By Donald Morton | North Frontenac News Media | NFNM | October 30 2025
Alectra has asked to put the BESS file on hold. As of October 30, 2025, tomorrow’s vote is off the calendar. The trucks won’t come. The binders can close for now. What remains is the only thing that ever mattered: whether North Frontenac still believes in governing itself and treating its own people with respect.
Concern was never our sin. We worried because we love this place. We love the quiet at dusk when the lake goes glass. We love the volunteer siren that means neighbours are already moving. We love the roads named for families, the kitchen tables that never run out of coffee, the rink where old knees still try for one more shift. Love is not the problem. The problem is what we let love become when we stopped checking the record and started checking who was on our side.
Many of the scariest claims could not survive a date stamp or a document. They were guesses dressed as facts, echoes louder than sources. Good people repeated them because fear is fast and proof is slow. We are not built to be our own research department. That is why we elect representatives to read the paper, test the experts, and stand in the light explaining what is true. And it is why we need to trust local journalists when they bring receipts, timestamps, and uncomfortable facts that cut through the fog. Representatives make the decisions. Reporters keep the record straight so the decisions can be believed. When both do their jobs, a town calms down. When either fails, the vacuum fills with whatever hurts most.
What happened here was democracy. Messy, loud, imperfect, and ours. We asked hard questions in public. We showed up. We argued. Council was forced to take stands and own them. That is the work. If we start calling this pause a “win” for one team over another, we undo what we just practiced. Democracy is not a scoreboard. When we treat it that way, we trade a living town for a permanent campaign. Look down the road to Rideau Lakes if you need a cautionary tale. In places where residents learned to cheer while their right to self-govern slipped out the side door, the celebration felt like victory and lived like loss. That is not where we are going. Not here.
There is another truth we keep avoiding. A large share of our neighbours are over 65. That is not a problem; it is a blessing to have elders rooted in place. But age cannot be used to close the gate. A community heavy with retirees cannot treat opportunity as a trespass by default. If every new idea is met with suspicion and punished with pile-ons, we will keep exporting our sons and daughters down Highway 7 with a wave and a lump in the throat. The rink will be quieter. The school bus lighter. The shop on the corner dark in winter. And we will pretend we never chose it.
Repair starts now, in small adult habits. Say where you got it. Link what you claim. If you got it wrong, fix it out loud. If your friend got it wrong, help them correct it without turning the moment into sport. Stop cornering business owners, lake stewards, volunteers, or firefighters to extract pledges. Thank them for showing up at all. Tell the clerk who takes the heat that you see them. Tell the councillor who explains plainly that it helped. Tell the neighbour you argued with that you still want them in your life.

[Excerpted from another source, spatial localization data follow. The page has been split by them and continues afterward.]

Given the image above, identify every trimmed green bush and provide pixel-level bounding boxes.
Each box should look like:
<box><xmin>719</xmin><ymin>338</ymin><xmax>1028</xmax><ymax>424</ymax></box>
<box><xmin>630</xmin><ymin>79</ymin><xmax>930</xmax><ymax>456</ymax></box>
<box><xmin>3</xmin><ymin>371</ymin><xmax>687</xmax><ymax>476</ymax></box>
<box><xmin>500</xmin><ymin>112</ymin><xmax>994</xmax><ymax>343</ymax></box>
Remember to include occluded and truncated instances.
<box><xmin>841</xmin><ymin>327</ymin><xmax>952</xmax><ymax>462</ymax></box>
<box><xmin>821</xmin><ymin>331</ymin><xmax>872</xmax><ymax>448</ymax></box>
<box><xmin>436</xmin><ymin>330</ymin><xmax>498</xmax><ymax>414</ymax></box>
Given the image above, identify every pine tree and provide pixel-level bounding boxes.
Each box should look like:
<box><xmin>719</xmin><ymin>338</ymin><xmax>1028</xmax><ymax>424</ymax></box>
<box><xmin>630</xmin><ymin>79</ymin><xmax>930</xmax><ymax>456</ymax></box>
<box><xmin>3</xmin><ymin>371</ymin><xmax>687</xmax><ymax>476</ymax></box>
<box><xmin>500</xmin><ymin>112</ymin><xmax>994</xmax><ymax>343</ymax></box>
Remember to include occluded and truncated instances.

Council has matching work. When a number is used, show the source beside it. When an expert is cited, name them and how they know. If an Indigenous partner is mentioned, explain the role in precise terms—consent, veto, revenue share—so fear doesn’t fill the blanks. Publish short, clear corrections when rumours start to run. Set one public bar for future proposals and hold everyone to it. Predictable isn’t weak. It is how a rural township keeps its soul and still functions.
The math did not change because a company left. Roads still need gravel. Halls still need gear. Staff still need to be paid. We will have to talk like adults about revenue and growth that fits, including ideas some of us don’t like to say out loud. Maybe that means a Municipal Accommodation Tax. Maybe it means a dozen quiet wins stacked carefully until the ledger stops shaking. Whatever it is, it will take a room where facts can breathe, where journalists can show the record without being smeared, and where people can change their minds without being branded.
If you are reading this and you are tired, me too. Tired of the whispers. Tired of the long, cold walk to your truck after a meeting because you asked a hard question into a loud room. But I am not tired of this place. I am not tired of the way a lake looks in October when the wind drops. I am not tired of the way a volunteer hall smells like coffee and pine cleaner. I am not tired of watching an old hand steady a young one and say, we need you here.
Alectra pressed pause. We are still here. That means the decision about what kind of town we are is still ours to make. Choose each other. Choose the record. Choose the journalism that tells the truth when it stings. Choose the representatives who explain the hard parts in daylight and then stand by the vote. If we love this place, love it in public. Lower your voice. Lift your evidence. Leave room.
And when the next proposal comes—and it will—let our first instinct be to ask how we make this fair and clear, not how we make this hurt. Democracy is messy. It is also all we have. If we lose that, we have nothing. The project is paused. The work begins.